Hash Tables: Shiritori

Shiritori

Problem 💡My Solution

My first attempt got Time Limit Exceeded and failed. I didn’t pay enough attention to the problem description and ended up creating a silly hash table that mapped the last character of a word to the words that matched that last character and had already appeared.

Reading the description again I realised a hash table is only useful to detect if a word is repeating. Checking the last character is just something that can be done instantly as I process the input.

This is my hash function:

unsigned long hash(char* word) {
    int i;
    unsigned long hash = 0;

    for(i = 0; i < strlen(word); i++) {
        hash = hash * P * i + (int)word[i];
    }

    return hash % SIZE;
    
}

Key ideas that make it effective for distributing strings in a hash table:

  1. Incorporating All Characters: By looping for(i = 0; i < strlen(word); i++) and using (int)word[i], we are now taking every character of the word into account. This is fundamental. If even one character is different, or characters are in a different order, the hash value is likely to change.

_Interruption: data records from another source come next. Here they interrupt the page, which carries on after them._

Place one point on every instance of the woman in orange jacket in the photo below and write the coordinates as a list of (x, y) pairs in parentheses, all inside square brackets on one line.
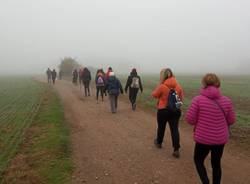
[(164, 113)]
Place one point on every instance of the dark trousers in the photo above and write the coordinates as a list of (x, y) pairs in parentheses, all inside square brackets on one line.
[(200, 153), (86, 88), (99, 89), (164, 116), (113, 102), (133, 95), (53, 79)]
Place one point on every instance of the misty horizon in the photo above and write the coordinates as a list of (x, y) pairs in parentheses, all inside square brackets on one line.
[(190, 37)]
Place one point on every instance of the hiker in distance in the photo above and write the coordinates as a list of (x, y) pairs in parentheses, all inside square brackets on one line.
[(100, 83), (49, 75), (134, 84), (86, 78), (53, 75), (114, 88), (75, 76), (211, 114), (169, 94)]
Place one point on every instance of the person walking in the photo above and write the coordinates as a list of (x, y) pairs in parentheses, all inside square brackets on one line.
[(134, 84), (100, 83), (114, 88), (75, 76), (49, 74), (54, 74), (211, 114), (86, 78), (108, 72), (164, 113)]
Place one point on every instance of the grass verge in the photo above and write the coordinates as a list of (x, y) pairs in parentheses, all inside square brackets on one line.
[(44, 156)]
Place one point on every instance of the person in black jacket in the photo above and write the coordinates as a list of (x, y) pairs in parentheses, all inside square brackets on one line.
[(86, 78), (134, 84), (114, 88)]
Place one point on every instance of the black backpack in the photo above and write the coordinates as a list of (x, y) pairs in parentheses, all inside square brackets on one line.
[(174, 102)]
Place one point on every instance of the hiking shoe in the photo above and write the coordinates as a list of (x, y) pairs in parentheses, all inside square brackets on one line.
[(176, 154), (158, 145)]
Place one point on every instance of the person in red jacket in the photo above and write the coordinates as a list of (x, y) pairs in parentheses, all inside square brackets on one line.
[(164, 115), (211, 114)]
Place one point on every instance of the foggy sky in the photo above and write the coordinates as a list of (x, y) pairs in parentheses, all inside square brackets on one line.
[(186, 35)]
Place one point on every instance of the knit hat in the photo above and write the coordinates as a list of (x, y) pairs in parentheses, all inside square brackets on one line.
[(111, 74)]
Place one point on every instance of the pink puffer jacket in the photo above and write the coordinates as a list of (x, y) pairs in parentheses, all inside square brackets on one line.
[(211, 125)]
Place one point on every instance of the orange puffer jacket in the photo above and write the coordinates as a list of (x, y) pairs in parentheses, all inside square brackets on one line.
[(162, 91)]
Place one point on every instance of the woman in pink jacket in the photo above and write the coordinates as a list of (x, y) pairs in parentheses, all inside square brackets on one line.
[(211, 114)]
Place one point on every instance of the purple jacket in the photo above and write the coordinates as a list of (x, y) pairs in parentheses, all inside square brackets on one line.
[(211, 126)]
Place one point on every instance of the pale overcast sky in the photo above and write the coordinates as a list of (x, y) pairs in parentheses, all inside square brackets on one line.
[(186, 35)]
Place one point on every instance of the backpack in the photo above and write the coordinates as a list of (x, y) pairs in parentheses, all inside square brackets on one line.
[(174, 102), (100, 81), (135, 82)]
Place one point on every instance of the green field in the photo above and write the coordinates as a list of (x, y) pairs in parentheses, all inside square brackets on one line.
[(19, 102), (33, 133)]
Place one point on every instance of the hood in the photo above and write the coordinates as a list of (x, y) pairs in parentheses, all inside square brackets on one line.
[(211, 92), (171, 82), (112, 78)]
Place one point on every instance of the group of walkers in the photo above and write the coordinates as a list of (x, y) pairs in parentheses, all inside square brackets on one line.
[(51, 75), (108, 83), (210, 113)]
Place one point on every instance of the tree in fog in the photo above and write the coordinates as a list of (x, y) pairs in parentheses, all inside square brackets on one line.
[(67, 65)]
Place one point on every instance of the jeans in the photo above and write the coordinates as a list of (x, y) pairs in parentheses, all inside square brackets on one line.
[(200, 153), (164, 116)]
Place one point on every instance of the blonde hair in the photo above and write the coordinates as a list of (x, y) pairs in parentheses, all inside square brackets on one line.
[(210, 79), (165, 74)]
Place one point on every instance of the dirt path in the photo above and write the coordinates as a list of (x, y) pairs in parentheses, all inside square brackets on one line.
[(118, 148)]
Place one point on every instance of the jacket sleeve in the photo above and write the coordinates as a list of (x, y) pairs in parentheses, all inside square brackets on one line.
[(128, 83), (231, 114), (141, 88), (120, 86), (157, 92), (192, 112)]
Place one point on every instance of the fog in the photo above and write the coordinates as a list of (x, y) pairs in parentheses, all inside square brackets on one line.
[(189, 36)]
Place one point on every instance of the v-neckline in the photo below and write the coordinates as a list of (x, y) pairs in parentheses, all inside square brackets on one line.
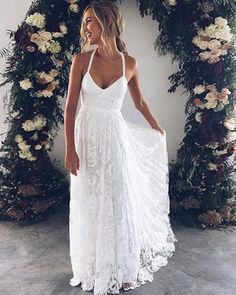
[(109, 85), (123, 72)]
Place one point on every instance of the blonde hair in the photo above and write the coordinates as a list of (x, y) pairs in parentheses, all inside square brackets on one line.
[(103, 10)]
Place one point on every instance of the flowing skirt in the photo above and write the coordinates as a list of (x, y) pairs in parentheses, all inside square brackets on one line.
[(119, 204)]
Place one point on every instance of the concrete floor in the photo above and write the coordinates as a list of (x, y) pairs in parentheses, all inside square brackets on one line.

  2. Position Dependence (The * i term): The * i term within hash = hash * P * i + (int)word[i]; is what gives this hash function its unique twist and provides position dependence.

    • For the first character (where i=0), the hash * P * i part becomes 0, so hash is just (int)word[0]. The first character directly contributes its value.
    • For subsequent characters (where i > 0), the hash accumulated from previous characters is multiplied by P * i. This means the “weight” given to earlier characters in the word increases non-linearly based on their position.
    • This ensures that the order of characters matters. For instance, the hash for “ab” will be different from “ba” because ‘a’ and ‘b’ will be multiplied by different values of P * i depending on their position. This is crucial for distinguishing strings that are anagrams or have small variations.
  3. Spread of Values (Multiplication and Addition): The combination of multiplication (* P * i) and addition (+ (int)word[i]) ensures that the hash variable accumulates a large and distinct value for different strings. Each character introduces a change based on its ASCII value and its position.

  4. Modulo Operation (% SIZE): Finally, return hash % SIZE; maps this potentially large calculated hash value to a valid index within your hash_table array. Using SIZE (which is the table size) ensures the hash value fits within the array bounds.